CN103838823A

CN103838823A - Website content accessible detection method based on web page templates

Info

Publication number: CN103838823A
Application number: CN201410028740.6A
Authority: CN
Inventors: 王灿; 李凯; 周宇; 卜佳俊; 陈纯
Original assignee: Zhejiang University ZJU
Current assignee: Zhejiang University ZJU
Priority date: 2014-01-22
Filing date: 2014-01-22
Publication date: 2014-06-04
Anticipated expiration: 2034-01-22
Also published as: CN103838823B

Abstract

Provided is a website content accessible detection method based on web page templates.

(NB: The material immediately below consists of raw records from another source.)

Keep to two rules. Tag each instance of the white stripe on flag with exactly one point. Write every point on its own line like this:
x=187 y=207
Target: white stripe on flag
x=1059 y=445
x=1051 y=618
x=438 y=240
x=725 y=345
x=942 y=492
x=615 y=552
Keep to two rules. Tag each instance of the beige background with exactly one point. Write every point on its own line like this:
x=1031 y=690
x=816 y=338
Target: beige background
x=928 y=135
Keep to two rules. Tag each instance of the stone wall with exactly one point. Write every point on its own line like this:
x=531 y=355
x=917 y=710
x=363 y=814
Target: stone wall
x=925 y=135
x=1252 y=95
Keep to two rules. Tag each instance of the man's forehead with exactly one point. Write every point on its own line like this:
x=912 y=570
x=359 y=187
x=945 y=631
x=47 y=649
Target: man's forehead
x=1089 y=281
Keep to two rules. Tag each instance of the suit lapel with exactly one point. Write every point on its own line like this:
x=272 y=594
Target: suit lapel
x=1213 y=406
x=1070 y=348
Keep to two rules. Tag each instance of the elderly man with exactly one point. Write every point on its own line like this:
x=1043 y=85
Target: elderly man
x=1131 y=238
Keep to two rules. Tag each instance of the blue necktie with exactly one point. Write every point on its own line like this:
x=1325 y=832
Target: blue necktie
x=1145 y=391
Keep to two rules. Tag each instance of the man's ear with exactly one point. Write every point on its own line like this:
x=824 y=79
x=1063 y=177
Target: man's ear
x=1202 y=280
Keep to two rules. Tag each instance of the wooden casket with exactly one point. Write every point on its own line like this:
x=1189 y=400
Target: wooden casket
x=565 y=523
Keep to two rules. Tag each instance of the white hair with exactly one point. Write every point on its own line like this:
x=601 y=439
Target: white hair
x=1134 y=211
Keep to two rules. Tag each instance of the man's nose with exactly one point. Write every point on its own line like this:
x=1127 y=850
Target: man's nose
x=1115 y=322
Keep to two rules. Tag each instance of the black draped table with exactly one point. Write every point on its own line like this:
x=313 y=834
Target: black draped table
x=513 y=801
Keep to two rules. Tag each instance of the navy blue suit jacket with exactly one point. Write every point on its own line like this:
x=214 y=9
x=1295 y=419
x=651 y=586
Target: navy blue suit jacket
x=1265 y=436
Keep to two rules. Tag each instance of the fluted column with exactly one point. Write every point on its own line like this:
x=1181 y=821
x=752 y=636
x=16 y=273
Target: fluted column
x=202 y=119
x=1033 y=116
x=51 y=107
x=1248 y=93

The method comprises the steps that according to a web address to be detected, all related web pages and resources of the website are captured; main body filtering is carried out on the web pages according to a main body extraction algorithm, and main body nodes of a DOM tree of the web pages are removed; a distance matrix between the web pages is measured and calculated for a web page set according to the web page structure based on an html tag; a hierarchical clustering threshold theta is set, hierarchical clustering is carried out on all the web pages according to the distance matrix, and a plurality of web pages are selected from each cluster to serve as the templates of the cluster to form a web page template set; detection corresponding to the correlated detection rule of the templates is carried out on the obtained template web page set; detection of the uncorrelated rule of the templates is carried out on all other web page sets, detection results are gathered, and a detection result is rapidly obtained.

Description

The accessible detection method of a kind of web site contents based on web page template

Technical field

The present invention relates to the field of the accessible detection of webpage and remodeling method, particularly the accessible detection method of a kind of web site contents based on web page template.

Background technology

Day by day flourishing today in internet, disabled person to the use of network because the problem of self exists obstacle, for alleviating this problem, 2012, Ministry of Industry and Information promulgated latest edition communication industry standard " YD/T1761 ?2012 Xin breaths Wu Zhang Ai ?physical function difference Ren Qun ?the accessible technical requirement of website design ", propose clog-free requirement for website design, needed website using to carry out clog-free detection for this reason.The webpage number of webpage is very many, directly detects efficiency and still in accuracy rate, all can have any problem, and is difficult to realize.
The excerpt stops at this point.